IANAL, but this seems anti-trust-ish.
nic-cage-you-don't-say.gif
US antitrust/consumer-protection people have been asleep at the wheel for decades now. I'm doing my (tiny, tiny) part by avoiding HDMI wherever it's at all reasonably possible and recommending to folks I know that they consider doing the same.

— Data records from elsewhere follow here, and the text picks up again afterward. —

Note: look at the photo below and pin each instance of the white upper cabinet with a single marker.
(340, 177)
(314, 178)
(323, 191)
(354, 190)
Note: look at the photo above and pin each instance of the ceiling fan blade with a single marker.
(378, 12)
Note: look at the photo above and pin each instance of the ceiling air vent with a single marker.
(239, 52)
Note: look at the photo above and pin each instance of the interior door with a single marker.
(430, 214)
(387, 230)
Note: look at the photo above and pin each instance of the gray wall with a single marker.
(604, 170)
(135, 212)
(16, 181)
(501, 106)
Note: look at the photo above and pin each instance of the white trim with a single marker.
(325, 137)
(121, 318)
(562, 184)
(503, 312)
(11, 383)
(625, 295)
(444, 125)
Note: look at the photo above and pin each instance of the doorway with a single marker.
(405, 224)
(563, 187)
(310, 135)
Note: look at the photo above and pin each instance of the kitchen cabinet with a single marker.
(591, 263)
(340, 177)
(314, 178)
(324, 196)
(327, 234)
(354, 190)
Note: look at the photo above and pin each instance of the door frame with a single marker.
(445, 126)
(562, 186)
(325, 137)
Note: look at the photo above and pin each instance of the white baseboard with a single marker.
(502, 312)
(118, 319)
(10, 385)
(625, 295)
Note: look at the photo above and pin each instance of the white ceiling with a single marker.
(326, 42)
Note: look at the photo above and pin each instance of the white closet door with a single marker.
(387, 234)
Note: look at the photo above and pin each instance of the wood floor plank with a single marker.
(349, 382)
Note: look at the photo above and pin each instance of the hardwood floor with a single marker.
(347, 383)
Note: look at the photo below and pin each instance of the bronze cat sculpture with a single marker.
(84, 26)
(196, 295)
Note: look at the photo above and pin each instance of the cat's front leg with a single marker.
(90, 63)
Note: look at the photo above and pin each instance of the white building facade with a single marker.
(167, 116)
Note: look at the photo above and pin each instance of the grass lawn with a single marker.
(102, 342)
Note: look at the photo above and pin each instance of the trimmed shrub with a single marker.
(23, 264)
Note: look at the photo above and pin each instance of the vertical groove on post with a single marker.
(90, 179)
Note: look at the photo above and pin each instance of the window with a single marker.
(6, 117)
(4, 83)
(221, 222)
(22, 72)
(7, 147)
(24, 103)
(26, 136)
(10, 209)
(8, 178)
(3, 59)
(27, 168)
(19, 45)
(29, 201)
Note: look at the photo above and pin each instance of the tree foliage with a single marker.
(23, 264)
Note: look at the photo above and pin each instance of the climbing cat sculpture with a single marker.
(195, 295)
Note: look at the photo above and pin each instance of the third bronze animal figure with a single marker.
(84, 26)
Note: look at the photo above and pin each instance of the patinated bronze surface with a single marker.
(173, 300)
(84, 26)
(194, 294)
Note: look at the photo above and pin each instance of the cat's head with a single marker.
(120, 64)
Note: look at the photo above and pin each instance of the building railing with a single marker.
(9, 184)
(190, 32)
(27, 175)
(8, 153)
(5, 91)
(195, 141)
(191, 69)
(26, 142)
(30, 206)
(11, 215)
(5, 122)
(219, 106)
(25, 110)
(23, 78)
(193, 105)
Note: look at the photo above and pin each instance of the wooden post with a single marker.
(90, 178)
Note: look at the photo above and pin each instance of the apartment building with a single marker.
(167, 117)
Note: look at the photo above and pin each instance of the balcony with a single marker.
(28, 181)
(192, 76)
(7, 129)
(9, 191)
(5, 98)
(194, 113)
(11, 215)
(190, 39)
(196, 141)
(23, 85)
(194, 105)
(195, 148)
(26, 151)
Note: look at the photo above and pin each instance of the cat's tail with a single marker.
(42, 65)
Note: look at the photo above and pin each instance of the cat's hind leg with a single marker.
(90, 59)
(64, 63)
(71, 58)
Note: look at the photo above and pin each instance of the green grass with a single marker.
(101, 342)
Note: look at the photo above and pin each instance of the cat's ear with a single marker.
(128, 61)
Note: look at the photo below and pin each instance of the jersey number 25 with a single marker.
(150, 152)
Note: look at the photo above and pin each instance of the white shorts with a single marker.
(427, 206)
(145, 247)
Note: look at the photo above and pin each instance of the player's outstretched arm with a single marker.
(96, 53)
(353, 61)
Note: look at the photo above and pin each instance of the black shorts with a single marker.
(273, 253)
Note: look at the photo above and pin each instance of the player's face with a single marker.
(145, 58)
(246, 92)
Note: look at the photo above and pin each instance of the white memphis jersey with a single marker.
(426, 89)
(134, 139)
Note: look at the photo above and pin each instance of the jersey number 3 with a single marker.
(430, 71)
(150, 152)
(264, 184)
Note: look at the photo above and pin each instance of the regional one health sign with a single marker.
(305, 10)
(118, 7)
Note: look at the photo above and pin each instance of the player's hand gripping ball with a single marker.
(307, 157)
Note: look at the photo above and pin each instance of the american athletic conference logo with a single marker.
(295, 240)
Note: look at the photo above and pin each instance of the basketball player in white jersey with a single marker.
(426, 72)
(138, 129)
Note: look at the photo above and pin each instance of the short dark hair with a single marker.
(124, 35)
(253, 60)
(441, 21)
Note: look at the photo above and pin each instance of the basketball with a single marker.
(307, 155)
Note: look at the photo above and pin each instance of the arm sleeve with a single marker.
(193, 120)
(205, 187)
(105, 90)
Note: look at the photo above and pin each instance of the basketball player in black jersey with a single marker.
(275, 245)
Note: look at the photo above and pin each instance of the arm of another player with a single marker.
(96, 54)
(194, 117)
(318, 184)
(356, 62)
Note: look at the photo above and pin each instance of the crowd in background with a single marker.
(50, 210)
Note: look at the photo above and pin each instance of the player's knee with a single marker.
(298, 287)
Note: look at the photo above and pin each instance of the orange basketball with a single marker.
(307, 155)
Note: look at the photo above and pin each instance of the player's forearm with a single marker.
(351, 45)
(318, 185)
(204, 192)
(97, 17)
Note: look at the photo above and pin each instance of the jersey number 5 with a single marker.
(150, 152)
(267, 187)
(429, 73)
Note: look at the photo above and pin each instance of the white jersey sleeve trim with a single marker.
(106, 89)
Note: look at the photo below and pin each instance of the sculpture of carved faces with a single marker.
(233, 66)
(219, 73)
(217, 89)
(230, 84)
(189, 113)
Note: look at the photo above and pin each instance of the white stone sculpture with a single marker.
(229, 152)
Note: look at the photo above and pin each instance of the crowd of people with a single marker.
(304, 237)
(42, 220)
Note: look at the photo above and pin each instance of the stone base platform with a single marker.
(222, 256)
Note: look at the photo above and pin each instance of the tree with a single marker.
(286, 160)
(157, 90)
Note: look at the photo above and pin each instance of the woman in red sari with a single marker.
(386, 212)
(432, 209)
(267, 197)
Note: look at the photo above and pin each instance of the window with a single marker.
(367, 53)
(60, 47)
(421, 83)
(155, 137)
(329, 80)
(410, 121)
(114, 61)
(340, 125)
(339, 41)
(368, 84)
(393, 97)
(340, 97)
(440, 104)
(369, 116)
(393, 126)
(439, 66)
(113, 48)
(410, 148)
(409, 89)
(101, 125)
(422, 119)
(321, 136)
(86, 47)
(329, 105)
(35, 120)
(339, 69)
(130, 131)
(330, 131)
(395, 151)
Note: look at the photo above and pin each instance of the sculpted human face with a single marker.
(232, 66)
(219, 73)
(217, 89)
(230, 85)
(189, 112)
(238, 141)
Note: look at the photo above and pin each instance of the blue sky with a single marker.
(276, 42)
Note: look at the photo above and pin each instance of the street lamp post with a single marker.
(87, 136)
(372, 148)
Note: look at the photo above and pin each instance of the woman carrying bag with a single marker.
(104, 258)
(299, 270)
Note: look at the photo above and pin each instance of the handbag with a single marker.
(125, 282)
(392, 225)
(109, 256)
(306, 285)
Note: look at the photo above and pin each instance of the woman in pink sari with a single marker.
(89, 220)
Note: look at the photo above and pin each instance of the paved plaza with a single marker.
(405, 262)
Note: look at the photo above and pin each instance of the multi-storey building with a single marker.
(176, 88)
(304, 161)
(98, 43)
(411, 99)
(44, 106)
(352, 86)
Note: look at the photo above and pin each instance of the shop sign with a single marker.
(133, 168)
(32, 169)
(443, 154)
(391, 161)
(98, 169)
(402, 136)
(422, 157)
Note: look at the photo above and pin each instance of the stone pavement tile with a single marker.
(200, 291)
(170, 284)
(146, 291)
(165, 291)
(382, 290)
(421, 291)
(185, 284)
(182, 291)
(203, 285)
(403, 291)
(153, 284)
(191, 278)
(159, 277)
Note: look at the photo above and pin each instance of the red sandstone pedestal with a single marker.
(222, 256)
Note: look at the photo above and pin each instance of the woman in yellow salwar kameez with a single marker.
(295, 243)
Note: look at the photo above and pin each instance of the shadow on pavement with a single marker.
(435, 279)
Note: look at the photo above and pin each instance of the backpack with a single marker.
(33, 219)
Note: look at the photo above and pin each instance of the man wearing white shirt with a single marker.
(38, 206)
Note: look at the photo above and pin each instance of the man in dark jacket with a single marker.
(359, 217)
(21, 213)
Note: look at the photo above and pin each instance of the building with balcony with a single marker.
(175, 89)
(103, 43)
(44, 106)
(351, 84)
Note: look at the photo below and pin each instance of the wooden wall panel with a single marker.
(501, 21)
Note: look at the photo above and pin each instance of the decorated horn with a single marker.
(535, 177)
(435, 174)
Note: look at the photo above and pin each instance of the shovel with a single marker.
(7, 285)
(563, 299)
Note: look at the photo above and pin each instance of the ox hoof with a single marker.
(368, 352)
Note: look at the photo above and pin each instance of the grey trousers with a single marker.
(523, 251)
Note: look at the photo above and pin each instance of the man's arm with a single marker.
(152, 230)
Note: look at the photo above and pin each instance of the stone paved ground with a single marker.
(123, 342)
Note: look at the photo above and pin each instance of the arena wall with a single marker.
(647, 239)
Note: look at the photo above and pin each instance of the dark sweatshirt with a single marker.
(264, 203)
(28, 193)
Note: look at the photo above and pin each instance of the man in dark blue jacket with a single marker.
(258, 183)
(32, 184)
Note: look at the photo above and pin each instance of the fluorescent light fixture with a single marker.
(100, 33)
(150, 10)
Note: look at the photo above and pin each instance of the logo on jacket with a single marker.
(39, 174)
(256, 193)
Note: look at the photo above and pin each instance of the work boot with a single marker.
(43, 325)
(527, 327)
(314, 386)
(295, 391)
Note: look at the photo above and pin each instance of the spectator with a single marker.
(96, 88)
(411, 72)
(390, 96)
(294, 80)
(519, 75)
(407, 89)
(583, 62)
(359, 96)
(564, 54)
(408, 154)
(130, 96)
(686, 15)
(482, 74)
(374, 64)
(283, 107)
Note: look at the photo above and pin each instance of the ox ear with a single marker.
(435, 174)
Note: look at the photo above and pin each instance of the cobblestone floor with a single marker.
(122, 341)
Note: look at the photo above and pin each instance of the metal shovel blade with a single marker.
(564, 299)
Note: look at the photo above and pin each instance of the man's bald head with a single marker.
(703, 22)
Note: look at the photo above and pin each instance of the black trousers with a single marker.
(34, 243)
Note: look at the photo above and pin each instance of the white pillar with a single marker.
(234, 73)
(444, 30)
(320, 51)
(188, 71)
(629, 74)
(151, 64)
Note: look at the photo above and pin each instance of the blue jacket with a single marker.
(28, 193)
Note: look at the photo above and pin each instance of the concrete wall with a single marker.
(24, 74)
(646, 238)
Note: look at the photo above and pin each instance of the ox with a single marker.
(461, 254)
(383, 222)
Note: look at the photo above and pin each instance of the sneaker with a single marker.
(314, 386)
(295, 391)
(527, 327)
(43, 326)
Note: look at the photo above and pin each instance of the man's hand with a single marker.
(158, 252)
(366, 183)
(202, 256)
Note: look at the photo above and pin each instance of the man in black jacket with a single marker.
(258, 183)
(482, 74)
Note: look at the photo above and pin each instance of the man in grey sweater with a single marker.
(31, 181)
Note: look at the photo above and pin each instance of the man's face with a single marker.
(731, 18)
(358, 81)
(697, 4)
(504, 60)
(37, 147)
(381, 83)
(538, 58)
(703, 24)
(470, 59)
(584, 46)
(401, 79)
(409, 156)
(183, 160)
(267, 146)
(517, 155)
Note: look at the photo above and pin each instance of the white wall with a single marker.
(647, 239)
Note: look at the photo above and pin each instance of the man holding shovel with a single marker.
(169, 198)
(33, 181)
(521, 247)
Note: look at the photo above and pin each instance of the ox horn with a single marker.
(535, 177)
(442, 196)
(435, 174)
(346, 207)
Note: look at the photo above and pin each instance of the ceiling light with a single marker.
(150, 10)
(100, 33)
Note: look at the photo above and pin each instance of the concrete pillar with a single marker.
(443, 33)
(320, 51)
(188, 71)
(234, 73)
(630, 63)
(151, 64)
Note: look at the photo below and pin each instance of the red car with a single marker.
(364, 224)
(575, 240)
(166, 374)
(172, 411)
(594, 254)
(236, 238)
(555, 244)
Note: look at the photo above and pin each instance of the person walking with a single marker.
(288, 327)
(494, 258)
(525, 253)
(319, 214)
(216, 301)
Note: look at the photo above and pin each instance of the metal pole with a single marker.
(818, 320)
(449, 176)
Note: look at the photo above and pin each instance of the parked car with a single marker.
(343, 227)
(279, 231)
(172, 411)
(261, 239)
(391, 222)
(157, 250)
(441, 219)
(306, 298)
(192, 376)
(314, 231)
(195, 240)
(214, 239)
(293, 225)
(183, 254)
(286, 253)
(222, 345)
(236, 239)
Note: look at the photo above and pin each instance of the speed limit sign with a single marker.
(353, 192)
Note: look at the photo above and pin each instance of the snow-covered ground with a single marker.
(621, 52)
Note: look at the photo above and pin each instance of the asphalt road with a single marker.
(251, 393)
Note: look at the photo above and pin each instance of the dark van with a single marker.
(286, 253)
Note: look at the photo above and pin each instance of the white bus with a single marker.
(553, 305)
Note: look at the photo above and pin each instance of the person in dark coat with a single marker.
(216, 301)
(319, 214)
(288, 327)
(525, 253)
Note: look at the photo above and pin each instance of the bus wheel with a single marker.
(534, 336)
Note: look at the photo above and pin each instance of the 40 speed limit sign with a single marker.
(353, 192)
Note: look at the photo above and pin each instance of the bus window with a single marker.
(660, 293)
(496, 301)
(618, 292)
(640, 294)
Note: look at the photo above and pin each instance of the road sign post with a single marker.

I just want a damn widescreen hidpi display (I don't care about HDR or HRR), but I've yet to see one, let alone one that seems any good.
120hz+ at lower resolutions first seems a lot more useful, unless one is doing some 360 degree video thing that has relatively very low amount of pixels per degree of angle. Doubling framerate is only double the cost, while doubling width&height is quadruple the cost.
Are 90% of features still optional? You can be hdmi 2.1 compliant without VRR, QMS, etc.
https://www.phoronix.com/news/HDMI-2.1-OSS-Rejected
Displayport is the better technology in every way possible.